Antibiotics are given up to 3 weeks after symptoms start. They can lessen the severity of the infection and prevent it from spreading to others. But once the coughing fits start, antibiotics are no longer helpful. The bacteria are already gone and the symptoms are due to past damage. Other treatment may include:
Eating small meals often
Drinking plenty of fluids
Limiting things that make you cough
You may need to stay in the hospital if you have a severe case of pertussis.
A vaccine has been developed against whooping cough. But cases of the disease still happen. This is especially true in infants younger than 6 months.

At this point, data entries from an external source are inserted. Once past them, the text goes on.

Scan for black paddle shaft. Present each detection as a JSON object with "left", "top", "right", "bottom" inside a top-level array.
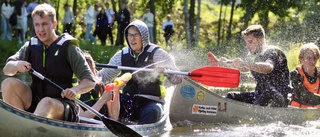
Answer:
[{"left": 30, "top": 68, "right": 142, "bottom": 137}]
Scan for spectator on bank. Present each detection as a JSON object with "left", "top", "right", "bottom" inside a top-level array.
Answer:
[
  {"left": 27, "top": 0, "right": 39, "bottom": 37},
  {"left": 119, "top": 4, "right": 131, "bottom": 46},
  {"left": 61, "top": 4, "right": 76, "bottom": 35},
  {"left": 142, "top": 8, "right": 154, "bottom": 43},
  {"left": 162, "top": 15, "right": 174, "bottom": 49},
  {"left": 15, "top": 0, "right": 28, "bottom": 44},
  {"left": 84, "top": 3, "right": 97, "bottom": 43}
]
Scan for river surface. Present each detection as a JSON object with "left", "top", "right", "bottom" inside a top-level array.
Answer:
[
  {"left": 0, "top": 71, "right": 320, "bottom": 137},
  {"left": 161, "top": 87, "right": 320, "bottom": 137}
]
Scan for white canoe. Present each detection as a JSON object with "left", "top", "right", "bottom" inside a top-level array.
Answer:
[
  {"left": 0, "top": 99, "right": 171, "bottom": 137},
  {"left": 170, "top": 77, "right": 320, "bottom": 123}
]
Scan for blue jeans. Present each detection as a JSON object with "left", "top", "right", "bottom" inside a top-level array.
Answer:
[
  {"left": 1, "top": 17, "right": 12, "bottom": 41},
  {"left": 148, "top": 27, "right": 154, "bottom": 43},
  {"left": 84, "top": 24, "right": 97, "bottom": 42},
  {"left": 138, "top": 102, "right": 163, "bottom": 125}
]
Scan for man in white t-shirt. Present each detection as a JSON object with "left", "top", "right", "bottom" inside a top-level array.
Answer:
[
  {"left": 106, "top": 2, "right": 115, "bottom": 46},
  {"left": 84, "top": 3, "right": 97, "bottom": 43},
  {"left": 142, "top": 8, "right": 154, "bottom": 43}
]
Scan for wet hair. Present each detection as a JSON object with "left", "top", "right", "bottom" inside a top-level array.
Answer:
[
  {"left": 299, "top": 43, "right": 320, "bottom": 60},
  {"left": 32, "top": 3, "right": 57, "bottom": 22},
  {"left": 241, "top": 25, "right": 265, "bottom": 38}
]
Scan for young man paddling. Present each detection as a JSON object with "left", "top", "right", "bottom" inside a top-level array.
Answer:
[
  {"left": 1, "top": 4, "right": 95, "bottom": 121},
  {"left": 208, "top": 25, "right": 291, "bottom": 107},
  {"left": 98, "top": 20, "right": 182, "bottom": 124}
]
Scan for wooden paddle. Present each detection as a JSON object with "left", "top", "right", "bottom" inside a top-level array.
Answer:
[
  {"left": 30, "top": 68, "right": 142, "bottom": 137},
  {"left": 96, "top": 64, "right": 240, "bottom": 88}
]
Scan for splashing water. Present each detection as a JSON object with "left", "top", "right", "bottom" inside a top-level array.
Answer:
[{"left": 131, "top": 59, "right": 169, "bottom": 75}]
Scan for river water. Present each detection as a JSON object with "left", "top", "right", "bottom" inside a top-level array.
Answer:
[
  {"left": 0, "top": 71, "right": 320, "bottom": 137},
  {"left": 161, "top": 87, "right": 320, "bottom": 137}
]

Since the 1980s, the number of cases of whooping cough has risen, especially in children and teens, and in babies younger than 6 months. This is because fewer children are getting vaccinated in some communities. Also, the current vaccine doesn't last as long as the older versions of the vaccine. This means more adults are now at risk for whooping cough after the vaccine has worn off.
Adults who did not get a booster for tetanus, diphtheria, and pertussis (Tdap) as a preteen or teen should get this booster. All adults should get a tetanus-diphtheria (Td) booster every 10 years. But it can be given before the 10-year mark. Always talk with your healthcare provider for advice.
The CDC recommends that pregnant women get a Tdap vaccine between 27 and 36 weeks of each pregnancy. This is so that antibodies can be transferred to the baby before birth. Always talk with your healthcare provider for advice.
Whooping cough is a very contagious respiratory illness. It mainly affects babies and young children, but adults can also get it.
It starts like the common cold with a runny nose or congestion, sneezing, and sometimes a mild cough or fever. This is often followed by severe coughing. The coughing spells end with a whooping sound as air is breathed in.
Whooping cough can last up to 10 weeks. It can lead to pneumonia and other complications.
People of all ages can get whooping cough. But it particularly strikes people who have not been vaccinated against it.
If you did not get a booster for tetanus, diphtheria, and pertussis (Tdap) as a preteen or teen, you should get this booster.
All adults should get a tetanus-diphtheria (Td) booster every 10 years.
Tips to help you get the most from a visit to your healthcare provider:
Know the reason for your visit and what you want to happen.
Before your visit, write down questions you want answered.
Bring someone with you to help you ask questions and remember what your provider tells you.
At the visit, write down the name of a new diagnosis, and any new medicines, treatments, or tests. Also write down any new instructions your provider gives you.
Know why a new medicine or treatment is prescribed, and how it will help you. Also know what the side effects are.
Ask if your condition can be treated in other ways.
Know why a test or procedure is recommended and what the results could mean.
Know what to expect if you do not take the medicine or have the test or procedure.
If you have a follow-up appointment, write down the date, time, and purpose for that visit.
Know how you can contact your provider if you have questions.